Despite decades of perverse effects, the government appears to have failed to learn the obvious lesson: that birthrates are not determined by Party fiat, but by a wide range of economic and social factors, the most important of which is the freedom women have to make decisions about their lives. In 1979, when the one child policy was imposed, China’s birthrate was already declining sharply as it was in several of China’s neighbours in Asia.
In Taiwan for example, development, education and more readily available contraception created real options for women, and the birthrate fell as they chose those new-found opportunities. Something similar was already happening in China in the 1970s, despite a different system and, at the time, a lower rate of development. By the 1990s Deng Xiaoping’s policies of reform and opening were creating urban factory jobs for millions of rural women, one of the least privileged groups in the entire country, giving them new status, cash in their pockets and choices about their lives.
The urbanisation that also gathered speed in the 1990s sealed the trend: for families who earned their living toiling in the fields, children, especially male children, were an asset, not only because they added much-needed hands, but because tradition dictated that they support their parents as they aged. Once rural workers move to the city, large families become a cost. That effect was magnified in China by the refusal of urban residence rights to rural migrants, which meant that any accompanying children were denied access to urban education and health care. Entire generations of rural children were left behind with grandparents in the village, as their parents laboured in the industrial and construction economy.
Today, it is not having too many people that worries Chinese planners but too few: in the medium term, there will be too few workers to support the growing army of the elderly: projections suggest that by 2050 there will be just three workers to every retiree. In a country that does not welcome inward migration, hopes are pinned on robotics as a solution to increase productivity. In the near term however, China’s problematic demographics bode ill for the government’s ambition to make domestic consumption a primary engine of growth: older people buy less stuff, and the working generation is squeezed between its obligations to elderly parents and the high cost of raising a child in the city. Neither is a recipe for lavish spending.
The one child policy created other population effects that now make the downward trend more intractable: if families could only have one child, it was important that it be a boy, since girls married out and provided no support in later years. The resulting imbalance, which the WHO estimated at 50m “missing” girls, has now translated into a steep drop in the numbers of women of childbearing age.
Finally there are the more subtle effects of development and demography. China’s urban millennials, overwhelmingly only children, grew up as the centre of family attention in a booming China. They are accustomed to career and life choices unimaginable to their parents and grandparents. Rural children have a different set of problems—alienated from their parents and poorly educated, their life prospects remain poor. Neither group was socialised in traditional family structures and they are unlikely to replicate them.

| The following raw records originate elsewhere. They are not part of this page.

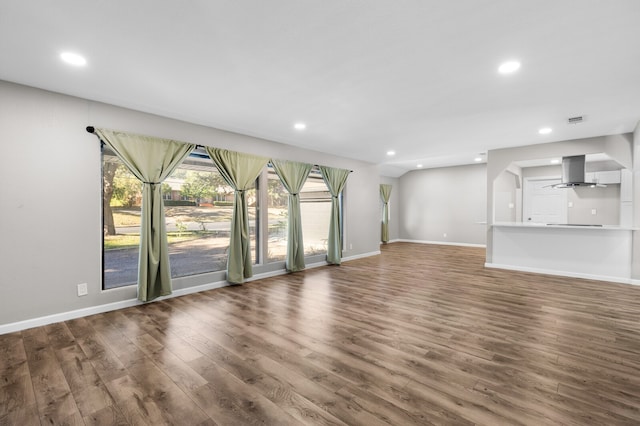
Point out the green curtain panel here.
[206,147,269,284]
[95,129,195,302]
[380,183,392,244]
[271,160,313,272]
[320,166,350,265]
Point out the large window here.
[300,170,331,256]
[267,167,289,262]
[103,148,258,289]
[102,146,338,289]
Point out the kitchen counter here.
[491,222,638,231]
[485,222,636,282]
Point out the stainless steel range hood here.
[552,155,606,188]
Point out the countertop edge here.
[488,222,640,231]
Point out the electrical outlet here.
[78,283,89,296]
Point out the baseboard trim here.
[484,263,640,285]
[0,251,380,334]
[342,250,382,262]
[393,239,487,248]
[0,281,235,334]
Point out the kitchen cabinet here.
[585,170,620,185]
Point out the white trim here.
[0,281,230,335]
[342,250,382,262]
[0,251,380,335]
[395,239,487,248]
[484,262,640,285]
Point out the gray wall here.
[380,176,401,241]
[493,170,522,222]
[400,164,487,244]
[486,133,633,263]
[0,82,380,325]
[522,165,620,225]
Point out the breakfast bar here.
[485,222,633,283]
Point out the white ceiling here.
[0,0,640,176]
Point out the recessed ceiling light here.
[498,61,520,74]
[60,52,87,67]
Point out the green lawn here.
[104,231,222,250]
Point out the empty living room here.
[0,0,640,426]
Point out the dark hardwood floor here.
[0,243,640,426]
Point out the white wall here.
[520,165,620,225]
[400,164,487,244]
[379,176,401,241]
[0,82,380,325]
[486,134,633,263]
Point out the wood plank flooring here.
[0,243,640,426]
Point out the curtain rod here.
[87,126,353,173]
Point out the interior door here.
[522,178,567,223]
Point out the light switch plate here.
[78,283,89,296]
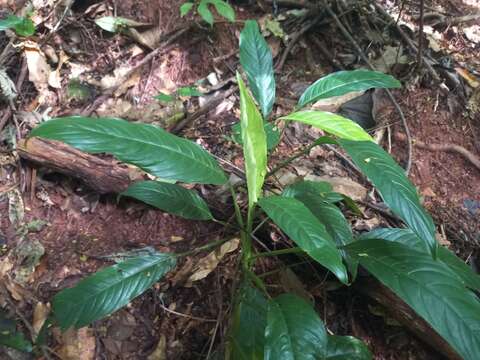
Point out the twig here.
[323,0,413,175]
[395,134,480,170]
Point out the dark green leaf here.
[52,252,176,330]
[226,285,267,360]
[237,73,267,208]
[359,228,480,291]
[280,110,372,141]
[264,294,328,360]
[240,20,275,119]
[325,335,372,360]
[30,116,227,184]
[298,70,401,107]
[210,0,235,22]
[346,240,480,360]
[259,196,348,284]
[338,139,438,254]
[232,122,280,151]
[197,0,214,26]
[180,2,194,17]
[121,181,213,220]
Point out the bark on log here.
[355,278,462,360]
[17,137,141,194]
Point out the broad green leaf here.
[95,16,147,33]
[338,139,438,254]
[346,240,480,360]
[282,180,344,203]
[280,110,373,141]
[177,86,203,97]
[359,228,480,291]
[237,73,267,208]
[210,0,235,22]
[197,0,214,26]
[325,335,372,360]
[52,252,176,330]
[30,116,227,185]
[121,181,213,220]
[298,69,401,107]
[153,92,175,102]
[232,121,280,151]
[180,2,195,17]
[264,294,328,360]
[240,20,275,119]
[226,285,267,360]
[259,196,348,284]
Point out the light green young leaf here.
[197,0,214,26]
[52,252,176,330]
[180,2,195,17]
[226,284,267,360]
[359,228,480,291]
[30,116,227,185]
[280,110,373,141]
[237,73,267,208]
[345,240,480,360]
[338,139,438,254]
[264,294,328,360]
[121,181,213,220]
[240,20,275,119]
[298,69,401,107]
[259,196,348,284]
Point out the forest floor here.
[0,0,480,360]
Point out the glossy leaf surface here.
[298,69,401,107]
[264,294,327,360]
[226,285,267,360]
[346,240,480,360]
[30,116,227,184]
[359,228,480,291]
[338,139,438,254]
[240,20,275,119]
[280,110,372,141]
[259,196,348,284]
[121,181,213,220]
[52,251,176,330]
[237,73,267,207]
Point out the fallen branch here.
[395,133,480,170]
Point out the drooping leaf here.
[359,228,480,291]
[197,0,214,26]
[346,240,480,360]
[52,252,176,330]
[338,139,438,254]
[280,110,373,141]
[240,20,275,119]
[264,294,328,360]
[325,335,372,360]
[298,69,401,107]
[237,73,267,208]
[180,2,195,17]
[232,121,280,151]
[226,284,267,360]
[30,116,227,184]
[259,196,348,284]
[210,0,235,22]
[121,181,213,220]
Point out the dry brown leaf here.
[58,327,95,360]
[185,238,240,287]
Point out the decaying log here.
[17,137,140,194]
[355,278,462,360]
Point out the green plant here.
[24,21,480,360]
[180,0,235,26]
[0,15,35,37]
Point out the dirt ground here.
[0,0,480,360]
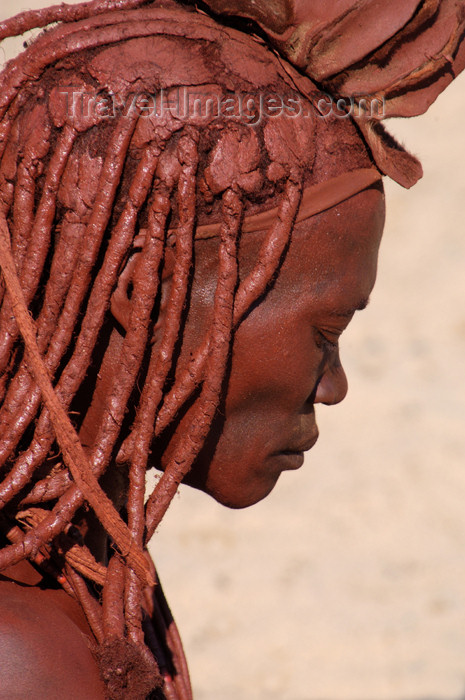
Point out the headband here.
[192,168,382,240]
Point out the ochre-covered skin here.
[0,0,462,700]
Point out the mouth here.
[277,433,318,469]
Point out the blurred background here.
[0,0,465,700]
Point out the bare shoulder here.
[0,581,105,700]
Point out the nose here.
[314,353,349,406]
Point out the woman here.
[0,2,461,698]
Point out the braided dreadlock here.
[0,0,326,700]
[0,0,465,700]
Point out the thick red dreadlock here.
[0,0,463,700]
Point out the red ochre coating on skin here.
[0,0,460,700]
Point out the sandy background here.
[0,5,465,700]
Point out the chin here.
[186,470,278,510]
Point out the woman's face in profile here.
[163,183,384,508]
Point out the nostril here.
[315,363,349,406]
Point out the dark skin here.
[0,187,384,700]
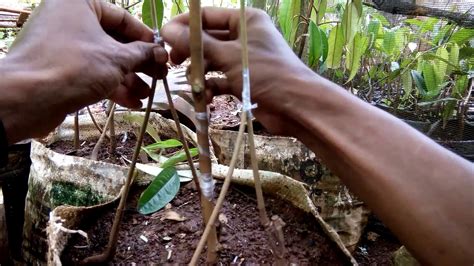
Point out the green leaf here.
[171,0,186,18]
[316,0,328,23]
[401,71,413,100]
[433,47,449,84]
[383,31,396,55]
[346,32,369,82]
[446,43,460,75]
[161,148,199,168]
[144,139,183,151]
[423,64,439,98]
[342,3,360,44]
[278,0,301,46]
[411,70,427,96]
[449,28,474,45]
[326,25,344,69]
[138,167,180,215]
[308,20,324,67]
[454,75,469,99]
[142,0,165,29]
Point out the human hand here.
[0,0,168,143]
[162,7,315,135]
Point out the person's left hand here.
[0,0,168,143]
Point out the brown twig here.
[81,81,157,264]
[86,106,102,134]
[189,0,218,264]
[163,78,201,193]
[189,112,247,265]
[74,111,81,150]
[91,104,115,161]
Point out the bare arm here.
[0,0,168,144]
[163,8,474,265]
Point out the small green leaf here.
[383,31,396,55]
[346,32,369,82]
[446,43,460,75]
[138,167,180,215]
[326,25,344,69]
[142,0,165,29]
[401,71,413,100]
[144,139,183,151]
[308,20,324,67]
[161,148,199,168]
[449,28,474,45]
[171,0,186,18]
[342,3,360,44]
[411,70,427,96]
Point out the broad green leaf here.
[161,148,199,168]
[423,63,439,98]
[308,20,324,67]
[411,70,427,96]
[449,28,474,45]
[316,0,328,23]
[342,3,360,44]
[433,47,449,84]
[383,31,397,56]
[454,75,469,99]
[401,71,413,100]
[171,0,186,17]
[123,114,161,142]
[367,19,381,38]
[142,0,165,29]
[278,0,301,46]
[326,25,344,69]
[319,28,329,63]
[346,32,369,82]
[138,167,180,215]
[352,0,362,17]
[371,12,390,27]
[446,43,459,75]
[144,139,183,151]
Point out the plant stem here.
[189,112,247,265]
[74,111,81,151]
[107,100,117,154]
[189,0,217,264]
[91,104,115,161]
[86,106,102,134]
[163,78,201,193]
[298,0,314,59]
[81,78,156,264]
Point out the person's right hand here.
[162,7,316,135]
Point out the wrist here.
[0,55,57,145]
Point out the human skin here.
[162,8,474,265]
[0,0,168,144]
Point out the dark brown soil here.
[58,185,345,265]
[49,133,161,165]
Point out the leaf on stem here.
[138,167,179,215]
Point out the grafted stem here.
[189,0,217,264]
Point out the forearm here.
[285,72,474,264]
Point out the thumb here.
[113,41,159,73]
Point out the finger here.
[206,78,234,98]
[115,41,164,74]
[122,73,150,99]
[92,0,153,42]
[110,84,142,109]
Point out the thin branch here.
[189,0,218,264]
[189,112,247,265]
[91,104,115,161]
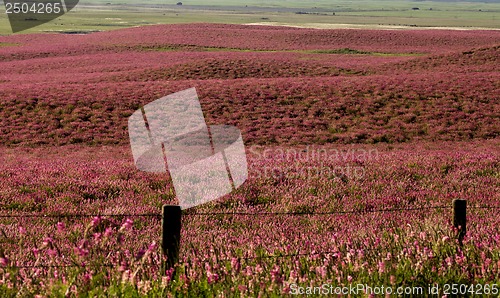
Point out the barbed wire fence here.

Family ties remain culturally important, but today they are so severely tested that stories circulate of cruelty and neglect, forcing the government to mandate regular visits to elderly parents by adult children, on pain of sanctions under an Elderly Rights Law, passed in 2013. It was widely ridiculed on social media, as today’s efforts to encourage fertility have been.
If China’s planners want a glimpse of the future, they can find it in neighbouring Japan, which entered its own ageing crisis in the 1990s. In both societies, the demography had favoured the years of rapid industrialisation and growth, but Japan’s growth languished as its population aged and began to shrink. China has reached the famously perilous middle income status, and like Japan, is burdened with debt and poor demographics. The prospects of a long stagnation explain the Party’s new enthusiasm for the stork, but so far, people are still not listening.